The HTA is a small organisation with a broad remit. Our activities are interdependent. There are pathologist researchers, and researchers treating patients with tissue. Researchers study organs to improve the success of transplants. They are all regulated by the HTA and the ethical issues are common to all the sectors that we regulate. The gift of organs and tissues is a special one, giving rise to special ethical considerations. During the passage of the Human Tissue Act, consent was described as the golden thread through all our activities. That is why there is a single set of core standards across all the sectors that we regulate under the Act.

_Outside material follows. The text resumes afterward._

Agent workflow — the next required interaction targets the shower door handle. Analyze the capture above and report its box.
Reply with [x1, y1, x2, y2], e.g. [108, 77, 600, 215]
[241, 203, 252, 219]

We are a lean organisation. The money that we get from the Department of Health is £1 million a year, about one-sixth of our total cost. We have to earn the rest. What we do makes a difference. Last year, we approved 1,100 organ donations from living people. Since we began regulating, these numbers have increased year by year. We work to give more people the gift of life offered by organ transplants. When tissue is used in medical treatments—such as the use of bone marrow stem cells in cancer treatments, or skin for burns victims—people can be confident that they are safe and good quality and have been donated with consent. If stem cells are collected from umbilical cord blood for potential future use, we safeguard the safety of mother and child and the quality of the cells. Our regulation of mortuaries means that individuals and their families can have confidence that their loved ones are treated with dignity and respect. In research, too, people can know that tissue will be kept only with their consent or the consent of their family, so they can be confident that their wishes will be respected.

I have no quarrel with the Government’s intention to simplify the regulatory landscape. My plea is simply that we do not jeopardise the gains that the HTA has made by spreading its functions across a number of disparate organisations and losing the coherent overall approach that has been so successful in promoting public and professional confidence in the safe and ethical use of tissues and organs.